Although a clear threshold for physical activity in children has not been established, numerous recommendations indicate that 30–60 minutes of moderate to high intensity physical activity may be beneficial in reducing adiposity and improving metabolic outcomes in children (6
). Although diet was a stronger predictor of the components of the metabolic syndrome than physical activity, it is important to note that this particular sample was fairly inactive. Few participants engaged in bouts of hard and very hard activity exceeding 6 minutes per day. As such, the potential benefit of physical activity may not have been attained by this modest level of activity. It does, however, highlight the need to find ways to motivate children to increase duration and intensity of daily physical activity, especially among HA.

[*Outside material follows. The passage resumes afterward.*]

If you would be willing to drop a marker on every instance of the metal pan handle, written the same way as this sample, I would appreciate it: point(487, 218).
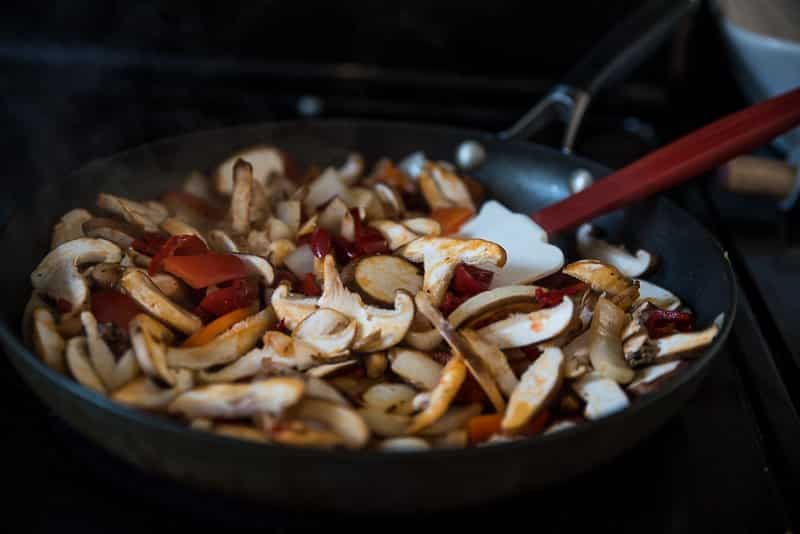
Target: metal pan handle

The strengths of this study included robust measures of body composition by DXA and physical activity by accelerometry. A limitation of this study was its cross-sectional nature preventing the establishment of cause and effect relationship; longitudinal data will be required to determine the long-term contribution of diet and physical activity to the metabolic syndrome and its components in children. Second, although steps were taken to improve reliability (i.e. multiple pass method, presence of parent), reliance on self-reported dietary intake lends way for inaccuracy. In addition, although both the dietary and physical activity patterns of this sample closely mimic national averages, the sample was relatively small and included only participants from a small geographic area limiting the generalizablity. For example, the HA children included in this study were primarily of Mexican descent and recent immigrants to the United States. Finally, the low association detected between diet and components of the metabolic syndrome in HA does not infer that the associations do not exist and it is plausible that there was not enough power to detect the associations. Although this does not appear to be the case, based on the p-values (>0.5) it is plausible that associations may be noted with a larger sample size.